En las oficinas del Grupo Borrego, el aislamiento acústico solía ser excepcional. Sin embargo, parada en la puerta, Odalys podía escuchar claramente el alboroto interior, indicando que la discusión era seria, casi como una pelea.
Mateo había sido internado en el hospital la noche anterior por problemas de presión arterial alta. Los médicos querían mantenerlo bajo observación por un par de días más, pero Carmen mandó un mensaje diciendo que, a primera hora de la mañana, él había insistido en ser dado de alta. Los médicos le habían advertido que debía evitar emociones fuertes, desvelarse y el trabajo de alta intensidad.
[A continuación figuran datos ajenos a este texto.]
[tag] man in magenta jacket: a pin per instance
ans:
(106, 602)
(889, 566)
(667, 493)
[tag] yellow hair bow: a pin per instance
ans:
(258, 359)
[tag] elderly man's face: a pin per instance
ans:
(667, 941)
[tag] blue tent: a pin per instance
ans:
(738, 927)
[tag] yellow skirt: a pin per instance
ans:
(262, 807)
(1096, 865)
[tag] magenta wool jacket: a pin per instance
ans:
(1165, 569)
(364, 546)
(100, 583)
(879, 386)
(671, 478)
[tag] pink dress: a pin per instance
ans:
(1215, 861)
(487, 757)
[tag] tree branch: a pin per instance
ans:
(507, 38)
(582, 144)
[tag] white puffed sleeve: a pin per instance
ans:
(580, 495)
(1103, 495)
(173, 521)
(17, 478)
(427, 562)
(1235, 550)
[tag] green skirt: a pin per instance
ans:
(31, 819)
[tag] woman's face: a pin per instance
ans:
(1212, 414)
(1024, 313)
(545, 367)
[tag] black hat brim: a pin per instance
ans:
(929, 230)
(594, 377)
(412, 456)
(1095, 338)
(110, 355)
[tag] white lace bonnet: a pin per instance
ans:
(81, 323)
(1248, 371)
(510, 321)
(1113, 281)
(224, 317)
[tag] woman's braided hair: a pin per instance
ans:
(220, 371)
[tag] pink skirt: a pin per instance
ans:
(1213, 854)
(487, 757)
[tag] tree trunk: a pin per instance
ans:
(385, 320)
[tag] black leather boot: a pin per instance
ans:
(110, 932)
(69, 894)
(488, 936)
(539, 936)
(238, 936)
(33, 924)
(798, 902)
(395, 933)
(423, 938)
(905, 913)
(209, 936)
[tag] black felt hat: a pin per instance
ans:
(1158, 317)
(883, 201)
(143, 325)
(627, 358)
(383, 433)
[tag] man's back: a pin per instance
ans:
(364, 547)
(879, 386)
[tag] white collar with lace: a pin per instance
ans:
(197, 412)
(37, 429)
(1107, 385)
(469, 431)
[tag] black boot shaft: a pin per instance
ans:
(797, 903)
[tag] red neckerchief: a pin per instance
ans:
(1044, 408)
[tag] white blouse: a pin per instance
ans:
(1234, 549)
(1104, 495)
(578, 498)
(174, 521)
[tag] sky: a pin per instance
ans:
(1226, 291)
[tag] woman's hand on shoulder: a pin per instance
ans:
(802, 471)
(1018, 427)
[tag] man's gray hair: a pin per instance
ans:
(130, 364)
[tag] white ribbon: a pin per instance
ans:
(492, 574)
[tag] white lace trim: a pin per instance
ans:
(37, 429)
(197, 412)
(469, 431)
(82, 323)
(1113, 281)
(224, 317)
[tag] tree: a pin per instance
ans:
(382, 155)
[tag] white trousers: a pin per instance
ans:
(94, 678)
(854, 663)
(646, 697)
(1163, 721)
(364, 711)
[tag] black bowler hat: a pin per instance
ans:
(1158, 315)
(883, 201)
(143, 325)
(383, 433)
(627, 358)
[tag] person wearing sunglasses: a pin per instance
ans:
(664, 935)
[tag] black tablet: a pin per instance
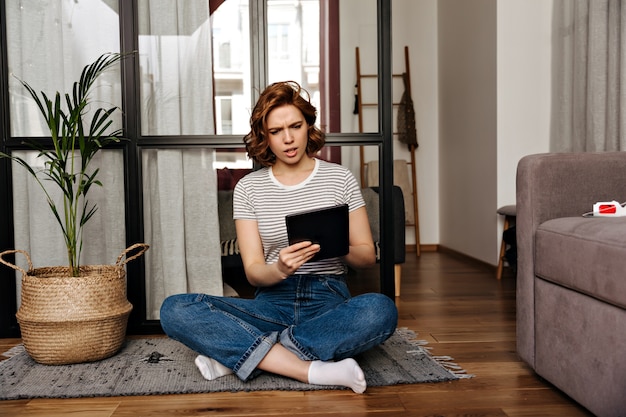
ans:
(327, 227)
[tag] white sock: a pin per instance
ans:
(346, 373)
(210, 368)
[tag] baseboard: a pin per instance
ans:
(468, 258)
(423, 248)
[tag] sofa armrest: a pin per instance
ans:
(399, 220)
(550, 186)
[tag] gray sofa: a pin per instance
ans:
(571, 276)
(231, 261)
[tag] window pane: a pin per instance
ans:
(186, 53)
(175, 62)
(231, 58)
(36, 230)
(49, 43)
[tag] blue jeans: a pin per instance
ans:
(313, 316)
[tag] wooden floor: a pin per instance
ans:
(455, 304)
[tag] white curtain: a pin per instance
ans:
(589, 71)
(179, 186)
(49, 42)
Giró hacia Ulises con una mirada interrogante: "¿Quién dijiste que estaba ahí dentro?"
Ulises respondió: "El subgerente del proyecto. Por su culpa el proyecto casi se va al traste."
Odalys frunció el ceño y tocó suavemente la puerta. El ruido dentro cesó de inmediato y, segundos después, la puerta se abrió de golpe. Una figura emergió, agarrándola del brazo y arrastrándola hacia adentro.
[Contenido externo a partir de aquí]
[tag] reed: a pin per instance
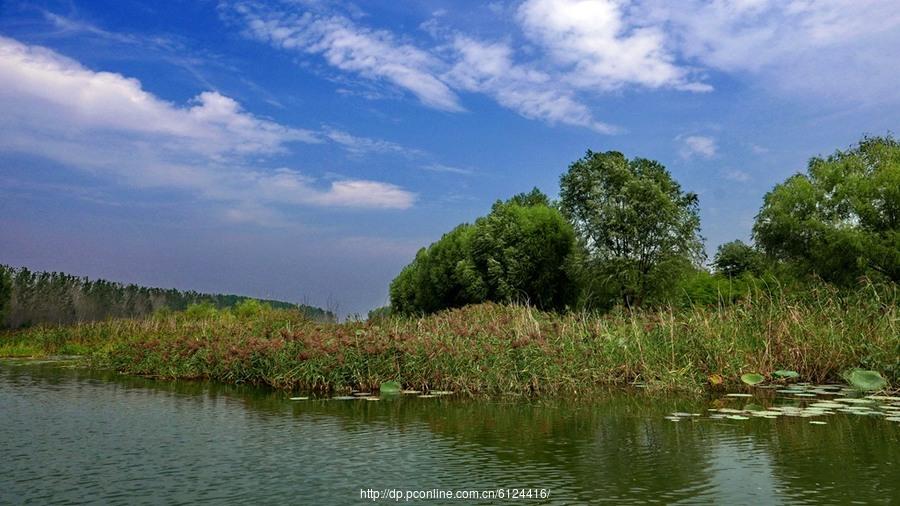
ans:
(497, 349)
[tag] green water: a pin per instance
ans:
(71, 436)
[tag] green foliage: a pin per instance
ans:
(736, 258)
(5, 292)
(840, 220)
(520, 254)
(201, 311)
(379, 313)
(499, 349)
(250, 308)
(517, 252)
(639, 230)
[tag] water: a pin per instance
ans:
(70, 435)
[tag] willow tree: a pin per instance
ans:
(517, 253)
(841, 219)
(639, 230)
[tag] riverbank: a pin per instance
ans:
(496, 349)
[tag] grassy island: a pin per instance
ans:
(498, 349)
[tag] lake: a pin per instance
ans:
(71, 435)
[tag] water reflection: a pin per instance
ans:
(69, 434)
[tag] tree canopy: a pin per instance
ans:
(840, 220)
(736, 258)
(517, 252)
(638, 228)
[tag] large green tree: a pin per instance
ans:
(735, 258)
(517, 253)
(840, 220)
(5, 291)
(639, 229)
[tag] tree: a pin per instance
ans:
(5, 292)
(736, 258)
(515, 253)
(640, 231)
(840, 220)
(520, 251)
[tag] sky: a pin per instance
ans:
(305, 150)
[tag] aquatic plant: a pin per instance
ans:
(495, 349)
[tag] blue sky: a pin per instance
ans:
(304, 150)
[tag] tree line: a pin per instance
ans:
(28, 297)
(624, 233)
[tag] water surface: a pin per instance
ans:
(70, 435)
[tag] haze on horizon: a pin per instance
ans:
(305, 150)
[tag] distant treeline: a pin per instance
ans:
(28, 298)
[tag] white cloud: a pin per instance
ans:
(360, 145)
(106, 124)
(474, 67)
(602, 46)
(489, 68)
(698, 145)
(439, 167)
(371, 53)
(838, 49)
(736, 175)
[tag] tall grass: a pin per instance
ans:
(493, 349)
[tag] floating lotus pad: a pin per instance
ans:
(390, 387)
(753, 378)
(883, 398)
(865, 380)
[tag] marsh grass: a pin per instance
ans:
(497, 349)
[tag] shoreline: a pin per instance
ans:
(491, 349)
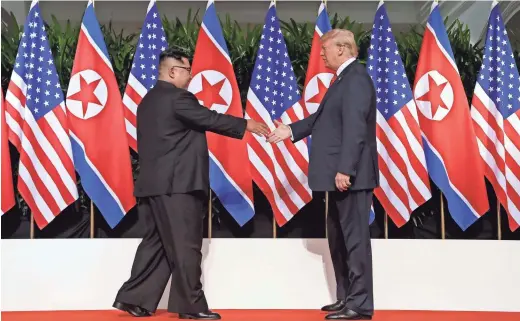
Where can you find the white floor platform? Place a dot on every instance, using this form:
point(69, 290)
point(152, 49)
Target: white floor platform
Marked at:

"¡Pum!", la puerta se cerró tras ellos.
Aún confundida, Odalys se encontró dentro de la oficina.
La persona detrás de ella la sujetó del cuello, desesperada y gritando: "Mateo, ¿vas a borrarlo o no? Te lo digo, fue un error tonto de mi parte. He trabajado duro para el Grupo Borrego toda mi vida; puede que no haya brillado, pero tampoco he sido una carga. Ahora, por un pequeño error, ¿me enviarás a la cárcel?
Bien, si tú no vas a dejar esto pasar, entonces juro que no dejaré que la familia Borrego tenga paz. Aunque tenga que arrastrar a otros conmigo en mi caída."
Mateo, sentado detrás de su escritorio, apretó los puños sobre sus rodillas al ver a Odalys siendo retenida, "Lo que has hecho ya es conocido por todos en la empresa, y ya he llamado a la policía. ¿Crees que puedes escapar?"
"¿Y qué si todos lo saben? Sin pruebas concretas, nadie puede hacerme nada," el hombre apretó más fuerte, "Tengo una familia que alimentar, no puedo ser despedido por esto. Borra esa evidencia, promete no seguir con esto y dejaré a la Srta. Tovar ir. Por los daños causados a la empresa, pagaré."
Odalys, captando finalmente la situación, intervino, "Benito, escuché que te divorciaste."
"¿Qué estás insinuando?"
"Si alguien secuestrara a tu exesposa y quisiera negociar con tu padre, ¿crees que él accedería?"
"Cállate," Benito apretó con más fuerza, haciendo toser a Odalys, "Tal vez no, pero lo que llevas en tu vientre es el heredero del Grupo Borrego, el último legado de Gerson. Ahora que Gerson ha fallecido, Mateo no arriesgaría a su único nieto."
Desde atrás, Ulises irrumpió con seguridad, sorprendido por la escena: "...Benito, podemos hablar esto. Deja a la... a la Srta. Tovar ir. Si la policía llega y ve esto, no tendrán más opción que arrestarte."
"¡Mateo!" Benito ignoró a Ulises, sus ojos rojos fijos en Mateo, "Si no aceptas mis términos, entonces..."
Su mirada feroz se desvió, empujando a Odalys hacia una mesa decorativa, amenazando, "Si no, tu familia Borrego se quedará sin descendencia."
Era un acto desesperado de alguien acorralado, sabiendo que aunque Mateo tuviera copias de seguridad, borrar la evidencia podría comprarle algo de tiempo. Este ataque había sido inesperado; no tenía cómo prepararse. No quería ir a prisión, mucho menos ser un asesino.